1,N2-deoxyguanosine adducts of acrolein, crotonaldehyde, and trans-4-hydroxynonenal cross-link to peptides via Schiff base linkage

Andrew J. Kurtz, R. Stephen Lloyd

Research output: Contribution to journalArticle

116 Scopus citations


DNA-protein cross-links (DPCs) are formed upon exposure to a variety of chemical and physical agents and pose a threat to genomic integrity. In particular, acrolein and related aldehydes produce DPCs, although the chemical linkages for such cross-links have not been identified. Here, we report that oligodeoxynucleotides containing 1,N2-deoxyguanosine adducts of acrolein, crotonaldehyde, and trans-4-hydroxynonenal can form cross-links with the tetrapeptide Lys-Trp-Lys-Lys.

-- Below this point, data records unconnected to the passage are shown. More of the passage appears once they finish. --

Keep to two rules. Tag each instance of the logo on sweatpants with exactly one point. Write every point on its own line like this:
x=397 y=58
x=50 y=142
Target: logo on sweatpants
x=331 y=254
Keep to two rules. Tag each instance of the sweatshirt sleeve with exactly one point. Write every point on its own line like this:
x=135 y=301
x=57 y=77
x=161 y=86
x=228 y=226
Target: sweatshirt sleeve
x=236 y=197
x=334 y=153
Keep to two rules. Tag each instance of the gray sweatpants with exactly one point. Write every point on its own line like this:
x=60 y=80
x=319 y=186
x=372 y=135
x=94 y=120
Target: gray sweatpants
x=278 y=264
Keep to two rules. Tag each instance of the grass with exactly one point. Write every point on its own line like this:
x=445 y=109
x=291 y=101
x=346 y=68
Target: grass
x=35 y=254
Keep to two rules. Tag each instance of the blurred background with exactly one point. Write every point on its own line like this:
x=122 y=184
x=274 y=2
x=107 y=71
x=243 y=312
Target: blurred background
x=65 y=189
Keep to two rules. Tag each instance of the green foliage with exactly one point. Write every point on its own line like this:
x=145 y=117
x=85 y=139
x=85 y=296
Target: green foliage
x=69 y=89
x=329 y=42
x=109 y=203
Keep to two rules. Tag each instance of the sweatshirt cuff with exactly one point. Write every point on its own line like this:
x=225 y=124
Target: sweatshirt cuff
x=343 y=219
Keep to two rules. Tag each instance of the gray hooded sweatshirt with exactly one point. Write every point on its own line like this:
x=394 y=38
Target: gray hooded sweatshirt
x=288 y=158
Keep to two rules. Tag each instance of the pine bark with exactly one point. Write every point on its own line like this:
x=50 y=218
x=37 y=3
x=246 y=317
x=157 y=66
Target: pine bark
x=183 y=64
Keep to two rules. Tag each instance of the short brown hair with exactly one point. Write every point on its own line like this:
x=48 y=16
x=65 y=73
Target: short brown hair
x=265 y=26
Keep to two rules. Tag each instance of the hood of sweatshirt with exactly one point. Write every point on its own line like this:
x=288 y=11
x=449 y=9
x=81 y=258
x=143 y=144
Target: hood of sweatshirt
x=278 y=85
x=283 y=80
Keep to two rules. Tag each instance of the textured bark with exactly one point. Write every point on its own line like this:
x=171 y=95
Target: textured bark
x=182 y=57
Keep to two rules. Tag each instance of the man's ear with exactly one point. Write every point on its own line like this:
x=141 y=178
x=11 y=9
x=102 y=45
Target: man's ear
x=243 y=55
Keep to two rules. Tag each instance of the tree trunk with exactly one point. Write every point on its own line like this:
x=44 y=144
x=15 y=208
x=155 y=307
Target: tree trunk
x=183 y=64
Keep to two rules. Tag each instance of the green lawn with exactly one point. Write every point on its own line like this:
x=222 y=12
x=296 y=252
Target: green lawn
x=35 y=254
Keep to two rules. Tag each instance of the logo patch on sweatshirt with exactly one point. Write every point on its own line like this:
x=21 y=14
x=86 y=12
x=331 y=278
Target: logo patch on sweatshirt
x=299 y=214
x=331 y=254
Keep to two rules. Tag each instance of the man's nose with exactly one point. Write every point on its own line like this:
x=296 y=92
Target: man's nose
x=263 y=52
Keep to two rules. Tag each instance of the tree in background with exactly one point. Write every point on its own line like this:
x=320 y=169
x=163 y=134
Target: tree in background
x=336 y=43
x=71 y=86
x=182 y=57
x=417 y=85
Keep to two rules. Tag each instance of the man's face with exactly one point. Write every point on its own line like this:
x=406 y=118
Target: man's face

We concluded that complex formation is mediated by a Schiff base linkage because DNA-peptide complexes were covalently trapped following reduction with sodium cyanoborohydride, and pre-reduction of adducted DNAs inhibited complex formation. A previous NMR study demonstrated that duplex DNA catalyzes ring opening for the acrolein-derived γ-hydroxy-1,N2-propanodeoxyguanosine adduct to yield an aldehydic function (de los Santos, C., Zaliznyak, T., and Johnson, F. (2001) J. Biol. Chem. 276, 9077-9082). Consistent with this earlier observation, the adducts under investigation were more reactive in duplex DNA than in single-stranded DNA, and we concluded that the ring-open aldehydic moiety is the induced tautomer in duplex DNA for adducts exhibiting high relative reactivity. Adducted DNA cross-linked to Arg-Trp-Arg-Arg and Lys-Trp-Lys-Lys with comparable efficiency, and Nα-acetylation of peptides dramatically inhibited trapping; thus, the reactive nucleophile is located at the N-terminal α-amine of the peptide. These data suggest that Schiff base chemistry can mediate DPC formation in vivo following the formation of stable aldehyde-derived DNA adducts.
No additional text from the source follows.